The general precaution that is given with regards to curcumin supplements is that it should not be taken with anti-diabetic drugs as it has blood sugar lowering property and the combination of the two would lead to hypoglycemia or excessively low blood sugar. This study proves the contrary.
What happened in this study?
A study was conducted with the aim for determining the benefits of Curcumin capsules in lowering the lipid levels by acting as a permeability glycoprotein inhibitor (P-gp) and a P-gp substrate to the Glyburide drug in patients with Type-2 Diabetes.
8 patients with Type-2 Diabetes were taken in a clinical trial for the duration of 11 days and were given the Glyburide drug therapy. Blood samples were collected at the start and end of the study.
What were the results?
The blood samples collected on the 11th day of the trial, showed changes in the Glyburide concentrations during the second hour.
However, the amount of the drug in the blood circulation remained unchanged. It was observed that the glucose levels were reduced and no patient suffered from Hypoglycemia (abnormally low blood sugar levels often seen in diabetic patients due to increase in use of insulin).

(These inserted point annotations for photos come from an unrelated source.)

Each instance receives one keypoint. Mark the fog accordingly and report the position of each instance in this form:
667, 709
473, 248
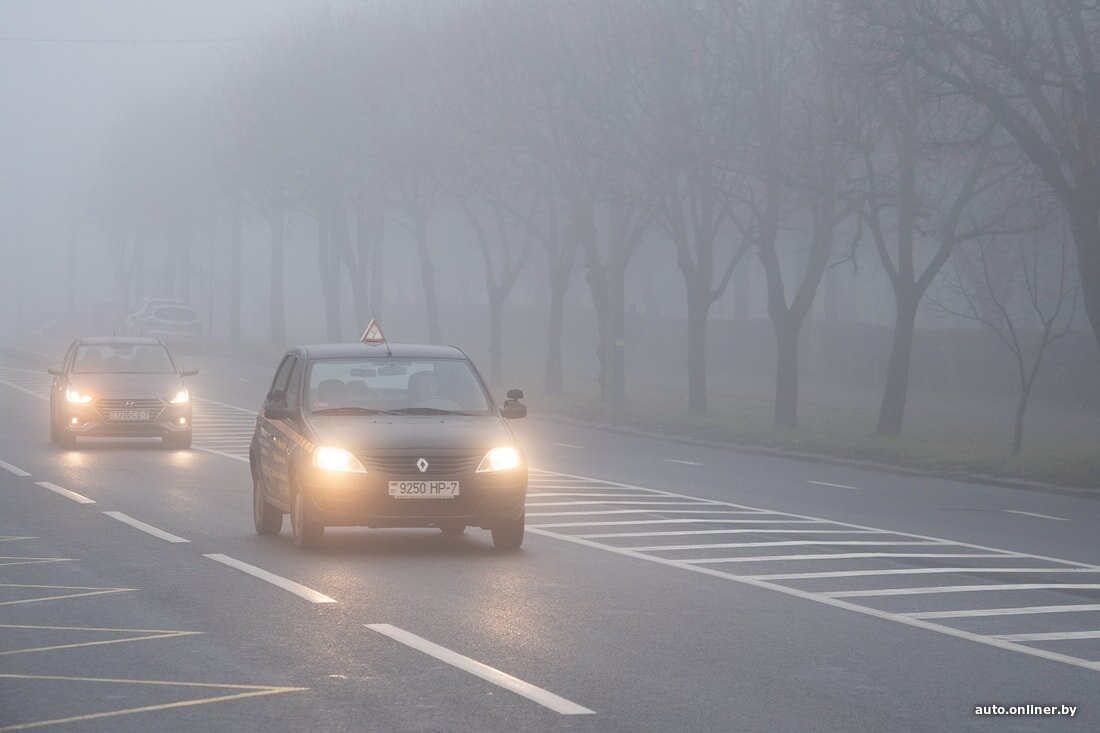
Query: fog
625, 203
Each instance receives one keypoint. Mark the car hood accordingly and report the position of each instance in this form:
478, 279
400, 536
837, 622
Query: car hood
127, 385
358, 433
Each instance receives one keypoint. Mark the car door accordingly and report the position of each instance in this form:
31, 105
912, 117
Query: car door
271, 440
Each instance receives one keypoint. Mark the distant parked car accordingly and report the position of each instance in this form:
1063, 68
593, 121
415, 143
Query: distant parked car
173, 321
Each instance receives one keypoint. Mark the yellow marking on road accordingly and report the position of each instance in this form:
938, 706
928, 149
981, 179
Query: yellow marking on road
149, 634
251, 691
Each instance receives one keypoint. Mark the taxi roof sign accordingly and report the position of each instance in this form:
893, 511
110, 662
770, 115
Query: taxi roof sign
373, 334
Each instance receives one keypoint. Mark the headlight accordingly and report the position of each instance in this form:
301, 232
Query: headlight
504, 458
337, 459
79, 397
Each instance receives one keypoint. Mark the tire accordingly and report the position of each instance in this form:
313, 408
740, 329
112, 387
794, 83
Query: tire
307, 533
267, 520
178, 440
508, 536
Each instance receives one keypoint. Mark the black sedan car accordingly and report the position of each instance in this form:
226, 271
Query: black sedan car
120, 386
380, 435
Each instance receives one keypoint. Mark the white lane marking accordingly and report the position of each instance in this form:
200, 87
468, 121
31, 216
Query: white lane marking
837, 603
831, 556
545, 698
835, 485
65, 492
790, 543
1049, 636
297, 589
959, 589
1015, 611
612, 535
912, 571
13, 469
1042, 516
147, 528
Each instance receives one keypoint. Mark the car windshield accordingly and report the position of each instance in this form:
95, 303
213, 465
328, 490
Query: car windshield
409, 386
122, 359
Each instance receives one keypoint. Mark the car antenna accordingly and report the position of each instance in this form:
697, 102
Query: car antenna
374, 336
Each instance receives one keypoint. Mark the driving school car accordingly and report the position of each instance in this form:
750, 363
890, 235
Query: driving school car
386, 435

It was also observed that the concentrations of Low-density Lipoproteins along the very low-density lipoproteins and triglycerides (known as bad types of cholesterol) were significantly reduced. The concentration of the High-density lipoproteins (good cholesterol) was found to be increased.
How did this occur?
Curcumin regulates its therapeutic properties by controlling the production of harmful substances like Cyclo-oxygenase-2 (COX-2), Inducible Nitric Synthase and Tumor Necrosis Factor (TNF) which cause inflammation.

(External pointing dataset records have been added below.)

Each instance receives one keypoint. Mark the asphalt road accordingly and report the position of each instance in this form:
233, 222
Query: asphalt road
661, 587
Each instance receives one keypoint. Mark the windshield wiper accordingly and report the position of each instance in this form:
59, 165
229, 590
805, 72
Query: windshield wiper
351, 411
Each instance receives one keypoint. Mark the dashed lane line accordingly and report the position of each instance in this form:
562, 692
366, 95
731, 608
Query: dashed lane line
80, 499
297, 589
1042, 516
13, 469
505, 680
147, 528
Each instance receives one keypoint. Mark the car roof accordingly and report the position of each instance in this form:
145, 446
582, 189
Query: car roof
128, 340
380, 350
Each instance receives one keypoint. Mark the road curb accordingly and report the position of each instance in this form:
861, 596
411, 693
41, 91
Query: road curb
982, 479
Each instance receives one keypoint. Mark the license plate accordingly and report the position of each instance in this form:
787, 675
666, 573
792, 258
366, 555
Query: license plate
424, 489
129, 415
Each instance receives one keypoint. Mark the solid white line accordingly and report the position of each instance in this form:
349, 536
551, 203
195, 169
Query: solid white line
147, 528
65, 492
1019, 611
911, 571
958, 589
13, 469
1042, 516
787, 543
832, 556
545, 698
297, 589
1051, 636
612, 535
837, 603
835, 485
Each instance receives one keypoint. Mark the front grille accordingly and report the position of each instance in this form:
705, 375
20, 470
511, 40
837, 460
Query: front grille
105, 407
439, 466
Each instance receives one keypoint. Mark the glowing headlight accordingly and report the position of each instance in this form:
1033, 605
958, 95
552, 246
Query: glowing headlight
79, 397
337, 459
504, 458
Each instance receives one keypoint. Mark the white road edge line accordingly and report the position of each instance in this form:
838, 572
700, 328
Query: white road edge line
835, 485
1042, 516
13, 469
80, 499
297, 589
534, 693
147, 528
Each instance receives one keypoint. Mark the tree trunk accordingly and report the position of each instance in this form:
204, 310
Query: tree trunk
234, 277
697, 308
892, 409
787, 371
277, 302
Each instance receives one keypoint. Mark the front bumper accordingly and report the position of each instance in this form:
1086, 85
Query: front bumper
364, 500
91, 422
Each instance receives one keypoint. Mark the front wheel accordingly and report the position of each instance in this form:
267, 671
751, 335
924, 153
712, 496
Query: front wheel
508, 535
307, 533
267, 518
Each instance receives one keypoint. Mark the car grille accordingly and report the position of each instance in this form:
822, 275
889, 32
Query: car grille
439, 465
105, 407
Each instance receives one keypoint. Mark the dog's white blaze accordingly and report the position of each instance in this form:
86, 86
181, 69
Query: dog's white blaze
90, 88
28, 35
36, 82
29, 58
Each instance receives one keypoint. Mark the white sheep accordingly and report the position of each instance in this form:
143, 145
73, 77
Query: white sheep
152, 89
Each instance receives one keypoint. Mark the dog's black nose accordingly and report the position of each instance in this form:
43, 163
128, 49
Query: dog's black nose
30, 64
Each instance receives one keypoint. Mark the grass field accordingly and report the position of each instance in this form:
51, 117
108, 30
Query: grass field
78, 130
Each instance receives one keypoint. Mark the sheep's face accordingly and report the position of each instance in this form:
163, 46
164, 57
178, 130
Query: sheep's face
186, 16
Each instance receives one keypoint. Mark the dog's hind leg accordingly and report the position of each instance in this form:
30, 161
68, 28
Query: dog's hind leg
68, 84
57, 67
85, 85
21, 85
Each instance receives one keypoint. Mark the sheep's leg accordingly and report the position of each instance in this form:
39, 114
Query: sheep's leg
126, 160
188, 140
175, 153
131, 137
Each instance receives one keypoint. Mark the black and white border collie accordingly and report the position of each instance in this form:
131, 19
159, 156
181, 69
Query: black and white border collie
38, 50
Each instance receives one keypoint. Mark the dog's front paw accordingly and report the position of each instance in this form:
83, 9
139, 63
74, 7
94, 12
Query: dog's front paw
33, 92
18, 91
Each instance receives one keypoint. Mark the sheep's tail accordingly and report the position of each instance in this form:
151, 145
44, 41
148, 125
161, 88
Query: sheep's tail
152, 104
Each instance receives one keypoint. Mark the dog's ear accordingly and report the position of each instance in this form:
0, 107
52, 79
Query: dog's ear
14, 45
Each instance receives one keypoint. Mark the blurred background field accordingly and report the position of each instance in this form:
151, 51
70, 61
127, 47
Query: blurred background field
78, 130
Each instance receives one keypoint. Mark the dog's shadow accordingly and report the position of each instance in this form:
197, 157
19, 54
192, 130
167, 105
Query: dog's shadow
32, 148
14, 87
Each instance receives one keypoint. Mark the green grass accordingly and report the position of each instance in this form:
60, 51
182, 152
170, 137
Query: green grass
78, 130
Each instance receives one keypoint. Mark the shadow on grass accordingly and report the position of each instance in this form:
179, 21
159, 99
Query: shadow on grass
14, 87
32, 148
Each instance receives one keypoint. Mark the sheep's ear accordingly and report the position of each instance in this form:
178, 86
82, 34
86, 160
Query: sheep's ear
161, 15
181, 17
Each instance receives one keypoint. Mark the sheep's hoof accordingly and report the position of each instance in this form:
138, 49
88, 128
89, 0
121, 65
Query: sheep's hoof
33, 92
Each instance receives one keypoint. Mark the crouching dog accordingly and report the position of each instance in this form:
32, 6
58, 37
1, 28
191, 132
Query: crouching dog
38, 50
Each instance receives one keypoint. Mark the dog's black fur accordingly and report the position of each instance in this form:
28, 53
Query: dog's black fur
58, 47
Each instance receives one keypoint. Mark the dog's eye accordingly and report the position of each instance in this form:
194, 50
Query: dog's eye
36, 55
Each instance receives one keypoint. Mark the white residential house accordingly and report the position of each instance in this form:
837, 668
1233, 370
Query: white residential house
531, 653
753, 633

It is known that inflammation is the major cause behind the development of Insulin resistance during progression of Type-2 Diabetes Mellitus.
Glyburide drug acts as a Permeable glycoprotein (P-gp) substrate (substance on which P-gp acts). It shows decrease in bioavailability as the P-glycoprotein binds with the drug and reduces its absorption and hence the drug is unable to reach the target area in sufficient amounts.
Hence it is unable to control blood sugar level and also leads to Hyperlipidemia (increase in cholesterol). Increasing the dose of Glyburide drug can cause Hypoglycemia (low blood sugar).
Curcumin can also inhibit P-gp and upon co-administering curcumin capsules with Glyburide drug, it is observed that the bioavailability of the glyburide is gradually increased.
It is because curcumin modifies the structural arrangement of P-glycoprotein by interacting directly with the drug or substrate binding sites of P-gp which allows the Glyburide drug to pass through the barrier and get absorbed. Thus, the therapeutic effects of the anti-diabetic drug are increased.
Curcumin also helps in reducing the cholesterol levels in patients Type-2 Diabetes Mellitus.
What does this mean?
Type-2 Diabetes is a chronic metabolic disorder where the body cells show reduced Insulin response leading to excess concentration of glucose in the bloodstream. It causes long term complications like heart, kidney and liver diseases.
Contrary to the common precautions of taking curcumin with anti-diabetic drugs, it is observed that curcumin works well with the Glyburide drug and increases the efficacy of the drug. Also it was found that curcumin did not cause hypoglycemia and also lowered the cholesterol levels.